Abstract: A full length cDNA encoding a putative glycolate oxidase, designated as MmGO, was identified by using suppression subtractive hybridization (SSH) technique combined with rapid amplification of cDNA ends (RACE) methonds from stems of Mikania micrantha. The MmGO gene was analyzed by bioinformatic tools, then cloned into the expression vector pET-32a(+), and finnally expressed in the prokaryote Escherichia coli Rosetta-gami (DE3). Nucleotide sequence data indicated that the full length cDNA of MmGO gene was 1 363 bp (GenBank accession EU716626), encoding a 369 amino acid protein.

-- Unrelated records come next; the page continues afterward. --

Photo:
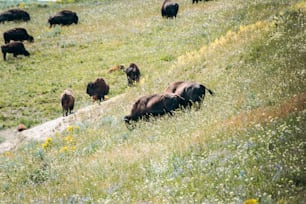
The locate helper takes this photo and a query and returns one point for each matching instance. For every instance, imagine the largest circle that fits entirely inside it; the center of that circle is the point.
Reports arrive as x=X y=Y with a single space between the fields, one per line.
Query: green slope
x=246 y=142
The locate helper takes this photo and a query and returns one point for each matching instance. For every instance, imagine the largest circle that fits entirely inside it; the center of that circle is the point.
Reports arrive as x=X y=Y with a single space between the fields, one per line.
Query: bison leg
x=4 y=55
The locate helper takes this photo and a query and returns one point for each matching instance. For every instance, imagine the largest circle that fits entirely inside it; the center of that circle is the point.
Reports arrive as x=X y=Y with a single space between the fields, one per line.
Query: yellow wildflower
x=251 y=201
x=69 y=139
x=8 y=154
x=48 y=140
x=69 y=128
x=64 y=149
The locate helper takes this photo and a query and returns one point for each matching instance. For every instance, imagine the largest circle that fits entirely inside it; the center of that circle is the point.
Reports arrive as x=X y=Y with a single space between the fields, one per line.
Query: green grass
x=245 y=142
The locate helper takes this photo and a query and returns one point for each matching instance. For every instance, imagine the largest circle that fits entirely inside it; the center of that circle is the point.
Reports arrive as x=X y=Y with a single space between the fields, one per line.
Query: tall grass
x=245 y=142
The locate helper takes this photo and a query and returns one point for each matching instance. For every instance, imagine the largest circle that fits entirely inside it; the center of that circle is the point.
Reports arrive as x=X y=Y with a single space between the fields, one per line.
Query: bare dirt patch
x=11 y=138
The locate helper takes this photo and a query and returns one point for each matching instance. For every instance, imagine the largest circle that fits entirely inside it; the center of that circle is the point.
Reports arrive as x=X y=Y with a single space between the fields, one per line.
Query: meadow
x=246 y=144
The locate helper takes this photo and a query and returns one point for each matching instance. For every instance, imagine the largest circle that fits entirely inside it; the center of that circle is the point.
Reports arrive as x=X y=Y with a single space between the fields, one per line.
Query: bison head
x=90 y=89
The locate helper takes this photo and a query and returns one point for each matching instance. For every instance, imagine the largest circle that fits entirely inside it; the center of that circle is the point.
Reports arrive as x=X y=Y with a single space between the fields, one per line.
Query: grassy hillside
x=246 y=142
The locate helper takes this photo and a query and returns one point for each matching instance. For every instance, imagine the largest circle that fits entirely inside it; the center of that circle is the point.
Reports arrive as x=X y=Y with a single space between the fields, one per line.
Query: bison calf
x=67 y=101
x=14 y=15
x=64 y=17
x=97 y=89
x=153 y=105
x=169 y=9
x=191 y=92
x=132 y=73
x=16 y=48
x=17 y=34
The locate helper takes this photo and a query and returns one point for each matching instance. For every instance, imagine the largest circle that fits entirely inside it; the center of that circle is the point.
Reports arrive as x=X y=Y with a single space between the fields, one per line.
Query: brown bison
x=17 y=34
x=191 y=92
x=195 y=1
x=16 y=48
x=169 y=9
x=153 y=105
x=132 y=73
x=64 y=17
x=67 y=101
x=97 y=89
x=14 y=15
x=21 y=127
x=116 y=67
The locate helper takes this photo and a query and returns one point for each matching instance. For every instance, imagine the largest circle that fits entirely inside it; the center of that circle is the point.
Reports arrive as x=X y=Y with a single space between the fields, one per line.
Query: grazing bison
x=21 y=127
x=16 y=48
x=195 y=1
x=64 y=17
x=67 y=101
x=153 y=105
x=14 y=15
x=169 y=9
x=17 y=34
x=132 y=73
x=116 y=67
x=97 y=89
x=191 y=92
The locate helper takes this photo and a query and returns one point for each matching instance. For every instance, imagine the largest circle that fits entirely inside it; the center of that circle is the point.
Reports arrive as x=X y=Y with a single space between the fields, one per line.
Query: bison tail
x=210 y=91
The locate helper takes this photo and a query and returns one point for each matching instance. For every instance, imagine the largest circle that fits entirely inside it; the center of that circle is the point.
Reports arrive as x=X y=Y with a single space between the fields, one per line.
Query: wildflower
x=47 y=143
x=69 y=139
x=8 y=154
x=69 y=128
x=251 y=201
x=64 y=149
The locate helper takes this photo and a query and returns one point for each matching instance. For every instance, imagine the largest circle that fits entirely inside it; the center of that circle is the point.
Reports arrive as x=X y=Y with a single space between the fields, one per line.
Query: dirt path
x=13 y=138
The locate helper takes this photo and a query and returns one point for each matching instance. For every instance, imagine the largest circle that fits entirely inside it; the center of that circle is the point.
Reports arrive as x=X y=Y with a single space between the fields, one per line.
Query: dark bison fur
x=132 y=73
x=64 y=17
x=97 y=89
x=16 y=48
x=14 y=15
x=153 y=105
x=191 y=92
x=67 y=101
x=196 y=1
x=17 y=34
x=169 y=9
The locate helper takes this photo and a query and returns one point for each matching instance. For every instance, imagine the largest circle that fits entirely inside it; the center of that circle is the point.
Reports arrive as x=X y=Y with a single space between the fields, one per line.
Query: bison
x=97 y=89
x=67 y=101
x=14 y=15
x=132 y=73
x=169 y=9
x=153 y=105
x=17 y=34
x=16 y=48
x=116 y=67
x=191 y=92
x=64 y=17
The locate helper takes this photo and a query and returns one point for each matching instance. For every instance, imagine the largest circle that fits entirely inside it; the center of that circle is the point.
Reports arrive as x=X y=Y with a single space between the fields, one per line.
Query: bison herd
x=64 y=17
x=180 y=94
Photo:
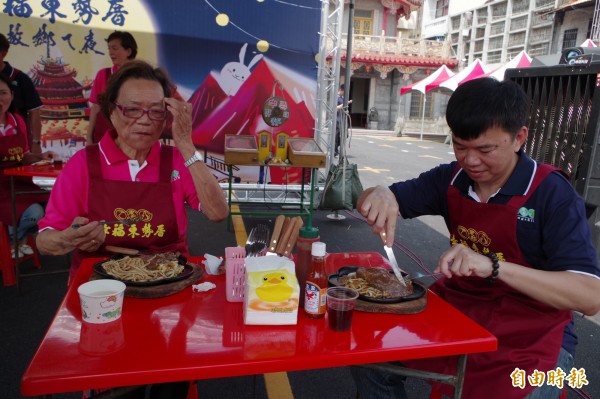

MmGO is predicted to encode a 40.32 kDa polypeptide with a isoelectric point of 8.99. Phylogenetic analysis showed that the predicted MmGO was closely related to glycolate oxidase (GO) of Brassica napus. The MmGO gene was then constructed into expression vector pET-32a(+) for expression in prokaryotic cells. The fusion protein (6×His-MmGO) was produced at a high level by prokaryotic expression when induced by 0.1 mmol·L^-1 IPTG at 25℃ for 4 h. The results of Western-blot demonstrated that the fusion protein(6×His-MmGO) could be recognized by anti-6×His monoclonal antibody. The fusion protein molecular mass was about 60 kDa. This size was agreed with the predicted molecular mass. This study established the foundation for future researches on the enzymatic activity and function of the fusion protein (6×His-MmGO).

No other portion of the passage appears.